Zijun Zhang Bioinformatics Researcher @ Simons Foundation

# Two-way ANOVA and test for interaction without replications

2018-11-13
ZijunZhang_

In this post, we will generalize over one-way ANOVA to two-way and multi-way ANOVA, and discuss a few solutions to test for interaction terms when there is no replication.

## Two-way ANOVA definition

Cell-means version of the model: $y_{ijk} = \mu_{ij} + \epsilon_{ijk}, \epsilon_{ijk} \sim N(0, \sigma^2)$

Factor-level version: $y_{ijk} = \mu + \alpha_i + \beta_j + (\alpha\beta)_{ij} + \epsilon_{ijk}$

where (these constraints provide the desired model identifiability and degree of freedoms)

$\sum_{i=1}^{a} \alpha_i =0$,

$\sum_{j=1}^{b} \beta_j =0$,

$\sum_{i=1}^a (\alpha\beta)_{ij} = \sum_{j=1}^b (\alpha\beta)_{ij} = 0$.

Analysis of variance based on parition of total sum of squared deviations from grand mean.
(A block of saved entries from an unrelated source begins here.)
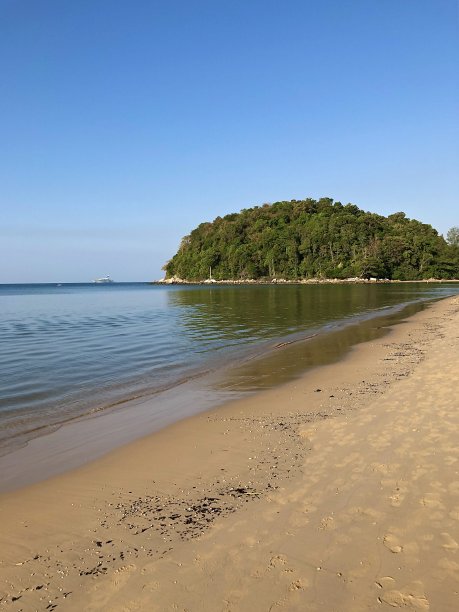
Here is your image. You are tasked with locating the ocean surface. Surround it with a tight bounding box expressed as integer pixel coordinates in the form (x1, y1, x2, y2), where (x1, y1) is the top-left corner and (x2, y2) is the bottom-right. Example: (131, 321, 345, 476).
(1, 282, 458, 454)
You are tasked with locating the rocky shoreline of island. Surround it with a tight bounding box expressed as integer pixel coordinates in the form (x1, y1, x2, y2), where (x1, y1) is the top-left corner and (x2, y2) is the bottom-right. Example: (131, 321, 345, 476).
(152, 275, 459, 285)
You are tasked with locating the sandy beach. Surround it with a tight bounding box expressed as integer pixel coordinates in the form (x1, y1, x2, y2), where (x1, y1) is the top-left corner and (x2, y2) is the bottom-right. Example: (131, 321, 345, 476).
(1, 295, 459, 611)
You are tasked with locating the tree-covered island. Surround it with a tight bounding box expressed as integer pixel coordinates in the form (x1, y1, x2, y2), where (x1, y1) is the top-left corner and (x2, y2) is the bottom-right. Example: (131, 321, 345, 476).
(164, 198, 459, 281)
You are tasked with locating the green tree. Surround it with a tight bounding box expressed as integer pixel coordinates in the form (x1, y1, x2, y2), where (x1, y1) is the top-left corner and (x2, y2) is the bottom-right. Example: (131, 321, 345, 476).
(163, 199, 458, 281)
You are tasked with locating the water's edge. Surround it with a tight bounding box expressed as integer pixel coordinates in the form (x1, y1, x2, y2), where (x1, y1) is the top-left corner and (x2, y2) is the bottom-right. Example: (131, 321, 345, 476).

$\sum_{i=1}^{a} \sum_{j=1}^{b} \sum_{k=1}^{n} (y_{ijk} - \bar{y}_{...})^2 =$ $\sum_{i=1}^{a} \sum_{j=1}^{b} \sum_{k=1}^{n} (y_{ijk} - \bar{y}_{ij.})^2 + \sum_{i=1}^{a} \sum_{j=1}^{b} \sum_{k=1}^{n} ( \bar{y}_{ij.} - \bar{y}_{...} )^2$

The above equation can be seen as 1) $SS_{residual}$, or within-group variance; and 2) $SS_{treatment}$, or between-group variance. The Between-group variance can be further partitioned as:

$SS_{treatment} = \sum_{i=1}^{a} \sum_{j=1}^{b} \sum_{k=1}^{n} ( [\bar{y}_{i..} - \bar{y}_{...}] + [\bar{y}_{.j.} - \bar{y}_{...}] + [\bar{y}_{ij.} - \bar{y}_{i..} - \bar{y}_{.j.} + \bar{y}_{...} )^2$ $= SSA + SSB + SSAB$

that is, the main effect os A/estimate of $\alpha_i$ (SSA), the main effect os B/estimate of $\beta_j$ (SSB), and the A.B interaction estimate $(\alpha\beta)_{ij}$ (SSAB).

## Two-way ANOVA table

Source df SS MS E(MS) F
A a-1 SSA MSA $\sigma^2 + \frac{bn\sum_i(\mu_{i..}-\mu{…})}{(a-1)}$ $F_A = \frac{MSA}{MSE}$
B b-1 SSB MSB $\sigma^2 + \frac{an\sum_j(\mu_{.j.}-\mu{…})}{(b-1)}$ $F_B = \frac{MSB}{MSE}$
AB (a-1)(b-1) SSAB MSAB $\sigma^2 + \frac{n\sum_i\sum_j(\mu_{ij.}-\mu{…})}{(a-1)(b-1)}$ $F_{AB} = \frac{MSAB}{MSE}$
Error ab(n-1) SSE MSE $\sigma^2$
Total abn-1

E(MS) is the expected mean, or non-centrality parameter for the F-test.

When there are no replications, assuming interaction terms in two-way ANOVA will eat the error sum of squares, hence is statistically inhibitive. To fix this, need to treat interaction term as error term and assume no interaction effects (pool interaction/error).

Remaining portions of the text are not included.